I watched many, many great films in June. I had a lot of time on my hands, and an insatiable desire to make the most of my MoviePass. Here are ten you should seek out:
Dog Day Afternoon (1975, d. Sidney Lumet): Lumet. Pacino. One of the most sizzling cinematic feasts. Ever.
The Conversation (1974, d. Francis Ford Coppola)*
The Beguiled (2017, d. Sofia Coppola): Sly and restrained. Endlessly gorgeous. Fuck the patriarchy.
The Big Sick (2017, d. Michael Showalter): Laugh, cry, laugh again. One of the year's best.
Radio Days (1987, d. Woody Allen)
Duck Soup (1933, d. Leo McCarey ): One of the funniest films I have ever seen. I was guffawing out loud.
The Lady Vanishes (1938, d. Alfred Hitchcock)

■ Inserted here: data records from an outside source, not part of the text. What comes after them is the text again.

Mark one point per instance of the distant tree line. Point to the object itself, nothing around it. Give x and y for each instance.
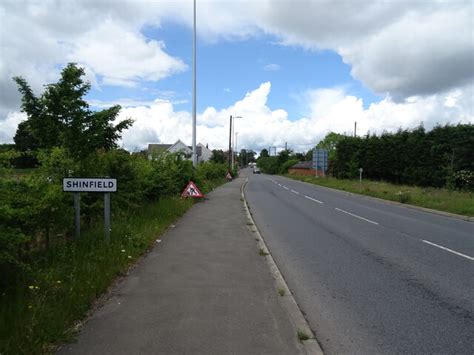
(441, 157)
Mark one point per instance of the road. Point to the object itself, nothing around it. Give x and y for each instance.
(371, 277)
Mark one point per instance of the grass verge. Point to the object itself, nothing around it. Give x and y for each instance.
(457, 202)
(66, 280)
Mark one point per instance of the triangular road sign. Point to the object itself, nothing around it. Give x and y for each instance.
(191, 191)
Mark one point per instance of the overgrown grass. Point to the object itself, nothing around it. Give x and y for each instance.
(67, 279)
(457, 202)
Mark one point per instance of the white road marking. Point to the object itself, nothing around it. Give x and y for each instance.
(313, 199)
(447, 249)
(356, 216)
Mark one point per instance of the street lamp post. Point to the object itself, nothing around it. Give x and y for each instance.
(232, 123)
(235, 147)
(194, 88)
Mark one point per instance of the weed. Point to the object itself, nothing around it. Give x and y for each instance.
(68, 278)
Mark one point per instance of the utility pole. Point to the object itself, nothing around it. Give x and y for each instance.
(194, 88)
(230, 140)
(235, 147)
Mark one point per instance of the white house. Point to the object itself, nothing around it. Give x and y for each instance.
(203, 153)
(206, 153)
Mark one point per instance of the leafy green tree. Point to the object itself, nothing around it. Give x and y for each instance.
(330, 142)
(60, 117)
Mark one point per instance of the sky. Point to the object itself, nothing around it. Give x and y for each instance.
(292, 70)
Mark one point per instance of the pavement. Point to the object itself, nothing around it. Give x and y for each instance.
(371, 277)
(203, 290)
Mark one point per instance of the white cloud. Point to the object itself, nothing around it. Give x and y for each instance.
(272, 67)
(123, 57)
(8, 127)
(38, 38)
(261, 126)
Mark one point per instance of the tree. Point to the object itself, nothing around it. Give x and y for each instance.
(264, 153)
(218, 156)
(246, 156)
(330, 142)
(62, 118)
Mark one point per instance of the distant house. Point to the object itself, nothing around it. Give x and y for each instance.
(203, 153)
(304, 168)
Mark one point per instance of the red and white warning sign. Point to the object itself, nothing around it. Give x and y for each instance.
(191, 191)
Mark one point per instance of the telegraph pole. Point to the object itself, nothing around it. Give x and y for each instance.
(230, 139)
(194, 88)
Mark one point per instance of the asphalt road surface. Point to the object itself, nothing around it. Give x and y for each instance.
(371, 277)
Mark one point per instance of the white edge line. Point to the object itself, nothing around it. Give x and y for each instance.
(447, 249)
(313, 199)
(356, 216)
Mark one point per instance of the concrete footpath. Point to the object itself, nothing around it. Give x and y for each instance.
(203, 290)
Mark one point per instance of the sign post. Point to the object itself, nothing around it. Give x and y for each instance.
(320, 161)
(78, 185)
(77, 215)
(107, 216)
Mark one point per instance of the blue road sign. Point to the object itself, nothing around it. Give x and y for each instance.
(320, 159)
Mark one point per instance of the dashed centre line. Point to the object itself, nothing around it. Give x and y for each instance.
(447, 249)
(313, 199)
(356, 216)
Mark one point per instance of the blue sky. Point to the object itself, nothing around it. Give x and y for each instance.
(294, 70)
(227, 70)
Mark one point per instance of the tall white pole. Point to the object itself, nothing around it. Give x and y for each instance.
(236, 150)
(194, 88)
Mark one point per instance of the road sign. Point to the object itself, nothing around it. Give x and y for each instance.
(78, 185)
(89, 185)
(191, 191)
(320, 159)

The Driver (1978, d. Walter Hill)
Charade (1963, d. Stanley Donen)
Woman of the Year (1942, d. George Stevens): Tracy, Hepburn, swoon. In that order.
And a few movies I re-watched this month, that reminded me how much I loved them:
Chef (2014, d. Jon Favreau)*
Midnight in Paris (2011, d. Woody Allen)*
*Available on Netflix or Amazon Prime. Watch them now!